OOF2: The Manual


IsotropicRank4Tensor — Representations of an isotropic 4th rank tensor.


Subclasses are listed as they appear in the GUI and (in parentheses) as they appear in scripts.


The IsotropicRank4Tensor represents rank 4 tensor properties which are rotationally invariant, such as isotropic elasticity. The isotropic rank 4 tensor has two independent components, as shown in Figure 6.56. Because the elasticity literature uses many different representations of these two components, OOF2 allows you to enter the tensor in a variety of formats.

[Note] Note

The word rank has different meanings in different fields. Here it means the number of indices on a tensor. \(C_{ijkl}\) is a rank 4 tensor.

Figure 6.56. Structure of an Isotropic Fourth Rank Tensor

Isotropic rank 4 tensor diagram

Structure of an isotropic rank 4 tensor. For an explanation of the symbols, see Figure 6.57.

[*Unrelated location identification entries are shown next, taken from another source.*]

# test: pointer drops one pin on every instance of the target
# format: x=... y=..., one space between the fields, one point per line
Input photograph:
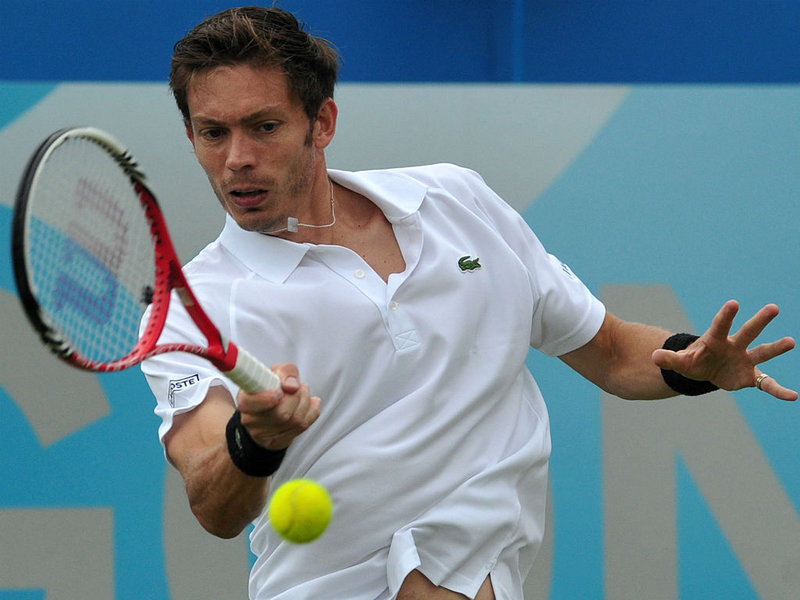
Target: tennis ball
x=300 y=510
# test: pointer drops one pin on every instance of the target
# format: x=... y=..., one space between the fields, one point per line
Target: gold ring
x=760 y=379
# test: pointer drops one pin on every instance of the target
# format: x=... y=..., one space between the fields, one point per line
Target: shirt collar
x=274 y=258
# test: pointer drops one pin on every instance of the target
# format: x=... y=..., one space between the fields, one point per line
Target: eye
x=212 y=133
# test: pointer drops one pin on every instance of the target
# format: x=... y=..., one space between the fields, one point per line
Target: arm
x=625 y=359
x=224 y=499
x=618 y=360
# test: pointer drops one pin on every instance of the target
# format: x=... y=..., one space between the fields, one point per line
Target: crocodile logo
x=465 y=263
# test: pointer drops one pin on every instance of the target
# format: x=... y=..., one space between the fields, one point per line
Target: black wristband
x=679 y=383
x=250 y=457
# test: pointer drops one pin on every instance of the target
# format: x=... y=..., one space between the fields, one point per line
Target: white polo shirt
x=434 y=438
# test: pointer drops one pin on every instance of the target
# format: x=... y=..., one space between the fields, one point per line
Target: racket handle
x=251 y=375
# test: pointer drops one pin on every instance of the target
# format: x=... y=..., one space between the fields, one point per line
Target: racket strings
x=90 y=251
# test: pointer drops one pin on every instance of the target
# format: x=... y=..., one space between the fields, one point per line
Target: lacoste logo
x=176 y=385
x=465 y=263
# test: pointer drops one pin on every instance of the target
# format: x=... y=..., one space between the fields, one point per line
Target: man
x=408 y=299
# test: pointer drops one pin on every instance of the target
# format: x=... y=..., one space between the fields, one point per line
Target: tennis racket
x=91 y=251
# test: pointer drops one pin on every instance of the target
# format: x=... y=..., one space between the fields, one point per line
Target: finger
x=755 y=325
x=289 y=376
x=764 y=352
x=773 y=388
x=723 y=321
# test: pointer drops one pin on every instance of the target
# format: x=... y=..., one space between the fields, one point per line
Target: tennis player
x=398 y=308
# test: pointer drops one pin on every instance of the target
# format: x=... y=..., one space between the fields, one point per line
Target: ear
x=325 y=125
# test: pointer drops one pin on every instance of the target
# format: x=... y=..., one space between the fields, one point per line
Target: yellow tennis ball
x=300 y=510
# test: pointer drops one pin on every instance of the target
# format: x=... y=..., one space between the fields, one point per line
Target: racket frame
x=238 y=365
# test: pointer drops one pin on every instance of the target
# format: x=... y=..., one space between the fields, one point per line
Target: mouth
x=248 y=197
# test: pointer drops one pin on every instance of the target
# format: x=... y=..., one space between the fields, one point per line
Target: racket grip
x=251 y=375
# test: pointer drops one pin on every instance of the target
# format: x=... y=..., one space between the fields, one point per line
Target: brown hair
x=259 y=37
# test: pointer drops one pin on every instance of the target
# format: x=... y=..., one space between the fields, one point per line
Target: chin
x=252 y=221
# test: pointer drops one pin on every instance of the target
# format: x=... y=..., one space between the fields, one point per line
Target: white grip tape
x=251 y=375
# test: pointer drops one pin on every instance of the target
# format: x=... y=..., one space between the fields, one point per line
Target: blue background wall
x=690 y=180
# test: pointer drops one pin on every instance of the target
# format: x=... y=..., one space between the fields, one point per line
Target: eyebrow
x=259 y=115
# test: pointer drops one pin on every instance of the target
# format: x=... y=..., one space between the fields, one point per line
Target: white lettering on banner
x=640 y=444
x=32 y=376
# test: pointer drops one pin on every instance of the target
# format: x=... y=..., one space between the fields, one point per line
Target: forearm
x=223 y=499
x=618 y=360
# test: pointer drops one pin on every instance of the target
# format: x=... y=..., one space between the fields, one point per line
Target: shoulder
x=440 y=175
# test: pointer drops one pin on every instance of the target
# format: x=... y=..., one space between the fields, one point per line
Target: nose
x=241 y=152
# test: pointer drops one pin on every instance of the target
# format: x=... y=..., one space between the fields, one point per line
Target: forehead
x=227 y=92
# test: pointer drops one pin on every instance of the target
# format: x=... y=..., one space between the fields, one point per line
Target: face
x=262 y=154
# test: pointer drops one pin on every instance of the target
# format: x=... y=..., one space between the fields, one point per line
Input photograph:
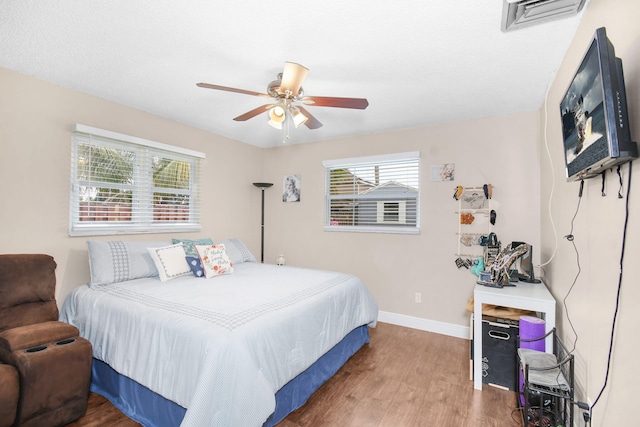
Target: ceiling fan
x=288 y=100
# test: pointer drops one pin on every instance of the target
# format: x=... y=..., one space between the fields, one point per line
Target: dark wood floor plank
x=403 y=378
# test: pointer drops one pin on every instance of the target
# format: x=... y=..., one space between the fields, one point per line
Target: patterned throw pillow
x=195 y=265
x=215 y=260
x=190 y=244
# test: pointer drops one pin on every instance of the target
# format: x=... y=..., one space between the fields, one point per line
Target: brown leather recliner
x=52 y=361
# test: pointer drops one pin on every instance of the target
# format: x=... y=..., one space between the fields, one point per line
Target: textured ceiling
x=417 y=62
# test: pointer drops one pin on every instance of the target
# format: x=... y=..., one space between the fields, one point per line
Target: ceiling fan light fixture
x=277 y=116
x=275 y=125
x=298 y=117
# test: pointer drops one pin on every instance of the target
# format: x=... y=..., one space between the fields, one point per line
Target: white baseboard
x=424 y=324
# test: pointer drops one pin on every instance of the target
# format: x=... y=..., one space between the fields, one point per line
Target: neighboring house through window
x=123 y=185
x=373 y=194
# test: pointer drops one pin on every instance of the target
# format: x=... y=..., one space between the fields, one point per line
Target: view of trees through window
x=116 y=185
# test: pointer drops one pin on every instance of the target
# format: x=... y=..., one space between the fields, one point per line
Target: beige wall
x=501 y=151
x=598 y=234
x=36 y=119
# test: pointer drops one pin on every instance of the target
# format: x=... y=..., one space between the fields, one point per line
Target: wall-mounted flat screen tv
x=595 y=122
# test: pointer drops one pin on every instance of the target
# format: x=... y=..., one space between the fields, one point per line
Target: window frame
x=142 y=190
x=381 y=225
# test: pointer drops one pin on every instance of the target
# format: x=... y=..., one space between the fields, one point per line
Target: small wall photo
x=291 y=188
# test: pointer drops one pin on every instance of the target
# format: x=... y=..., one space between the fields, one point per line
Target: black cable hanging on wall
x=620 y=275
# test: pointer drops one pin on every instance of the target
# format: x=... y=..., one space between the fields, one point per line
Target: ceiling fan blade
x=251 y=114
x=230 y=89
x=292 y=77
x=332 y=101
x=312 y=122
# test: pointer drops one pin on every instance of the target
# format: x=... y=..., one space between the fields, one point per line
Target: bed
x=242 y=348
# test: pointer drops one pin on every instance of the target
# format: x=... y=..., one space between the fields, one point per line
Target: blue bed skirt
x=152 y=410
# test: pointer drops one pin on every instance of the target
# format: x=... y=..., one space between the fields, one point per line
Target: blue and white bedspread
x=220 y=347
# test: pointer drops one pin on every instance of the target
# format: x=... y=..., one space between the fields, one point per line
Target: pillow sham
x=237 y=251
x=190 y=245
x=170 y=261
x=118 y=261
x=215 y=260
x=195 y=265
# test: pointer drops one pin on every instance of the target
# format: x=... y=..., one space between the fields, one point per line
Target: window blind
x=119 y=186
x=373 y=194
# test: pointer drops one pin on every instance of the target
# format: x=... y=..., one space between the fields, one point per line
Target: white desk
x=527 y=296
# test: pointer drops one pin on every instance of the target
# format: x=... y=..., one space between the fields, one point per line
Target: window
x=373 y=194
x=124 y=185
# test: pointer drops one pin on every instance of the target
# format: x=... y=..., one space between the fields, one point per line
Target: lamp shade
x=277 y=116
x=292 y=77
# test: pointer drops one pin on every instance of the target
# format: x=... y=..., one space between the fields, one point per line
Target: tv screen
x=595 y=122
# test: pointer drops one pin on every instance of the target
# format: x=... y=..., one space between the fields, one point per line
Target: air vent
x=524 y=13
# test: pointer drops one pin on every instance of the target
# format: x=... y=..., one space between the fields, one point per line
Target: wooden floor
x=404 y=377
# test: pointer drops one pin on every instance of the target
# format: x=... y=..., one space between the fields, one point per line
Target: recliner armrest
x=24 y=337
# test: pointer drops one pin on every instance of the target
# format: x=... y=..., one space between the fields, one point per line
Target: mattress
x=222 y=347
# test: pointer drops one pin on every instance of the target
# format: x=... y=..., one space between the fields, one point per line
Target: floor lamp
x=262 y=186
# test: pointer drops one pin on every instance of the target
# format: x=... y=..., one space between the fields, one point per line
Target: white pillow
x=170 y=261
x=215 y=260
x=119 y=261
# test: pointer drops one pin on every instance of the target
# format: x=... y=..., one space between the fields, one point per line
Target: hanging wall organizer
x=475 y=219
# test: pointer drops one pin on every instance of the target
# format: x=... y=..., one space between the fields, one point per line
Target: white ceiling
x=418 y=62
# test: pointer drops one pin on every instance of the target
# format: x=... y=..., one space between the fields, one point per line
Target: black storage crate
x=499 y=347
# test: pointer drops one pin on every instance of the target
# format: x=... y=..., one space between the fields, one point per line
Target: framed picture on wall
x=291 y=188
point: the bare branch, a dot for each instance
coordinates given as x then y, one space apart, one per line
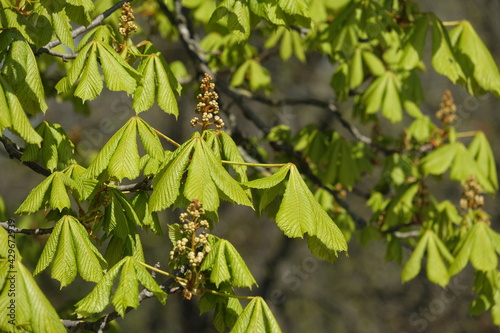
197 56
10 227
142 185
16 152
78 31
103 323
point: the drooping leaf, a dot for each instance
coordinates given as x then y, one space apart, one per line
443 57
31 305
157 81
70 250
475 59
21 68
300 213
436 270
413 47
131 273
167 182
226 265
56 146
480 245
51 192
256 317
481 151
12 115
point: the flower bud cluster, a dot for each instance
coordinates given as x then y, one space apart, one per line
194 245
471 195
127 25
207 107
447 109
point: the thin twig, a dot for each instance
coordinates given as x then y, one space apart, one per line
78 31
142 185
9 226
16 152
103 323
197 56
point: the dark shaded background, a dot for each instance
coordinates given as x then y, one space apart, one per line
361 293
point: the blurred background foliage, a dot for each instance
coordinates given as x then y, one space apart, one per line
359 293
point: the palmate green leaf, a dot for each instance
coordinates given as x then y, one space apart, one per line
70 250
120 218
460 161
199 184
374 64
256 317
126 295
480 245
50 192
90 85
87 5
420 129
77 66
76 172
167 182
56 146
125 161
238 20
226 265
226 314
440 160
481 151
391 103
270 181
259 76
443 56
31 304
373 96
157 81
21 68
475 59
356 74
118 74
12 115
140 203
401 207
413 47
230 152
224 182
226 309
62 27
120 155
436 269
300 213
240 74
14 19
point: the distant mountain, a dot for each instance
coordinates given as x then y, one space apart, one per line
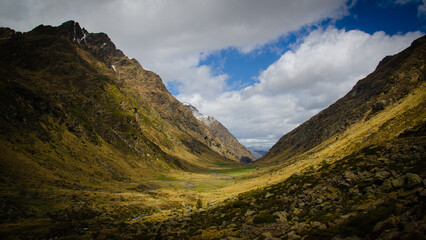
220 132
258 151
377 109
75 110
356 170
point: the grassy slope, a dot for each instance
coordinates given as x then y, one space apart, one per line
77 139
393 78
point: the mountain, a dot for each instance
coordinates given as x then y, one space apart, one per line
258 151
78 117
384 100
220 132
356 170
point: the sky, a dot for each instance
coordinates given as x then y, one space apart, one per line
259 67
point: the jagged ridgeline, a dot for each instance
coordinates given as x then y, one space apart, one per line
75 109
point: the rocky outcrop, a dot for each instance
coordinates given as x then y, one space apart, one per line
376 193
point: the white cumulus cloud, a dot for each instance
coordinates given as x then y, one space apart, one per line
322 68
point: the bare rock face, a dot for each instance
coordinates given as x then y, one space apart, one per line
220 132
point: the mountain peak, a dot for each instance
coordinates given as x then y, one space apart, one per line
220 132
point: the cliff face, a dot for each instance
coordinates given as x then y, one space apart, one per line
395 78
74 106
222 134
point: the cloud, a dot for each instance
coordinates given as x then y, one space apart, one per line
171 37
322 68
421 10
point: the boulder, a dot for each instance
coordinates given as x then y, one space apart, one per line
413 180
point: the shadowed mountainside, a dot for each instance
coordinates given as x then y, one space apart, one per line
393 80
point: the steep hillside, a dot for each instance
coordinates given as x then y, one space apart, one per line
80 120
220 132
378 192
389 86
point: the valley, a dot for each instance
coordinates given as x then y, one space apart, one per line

Figure 6.57. Key to the Tensor Diagrams

Key to the Tensor Diagrams

Symbols used in the tensor diagrams. The symmetries of symmetric fourth rank tensors, \(C_{ijkl}\), allow them to be displayed as second rank tensors, \(C_{IK}\), where \(I\) is the Voigt notation for \(ij\) and \(K\) is the Voigt notation for \(kl\). To keep things simple(?), the diagrams use Voigt notation for the columns and \(ij\) notation for the rows.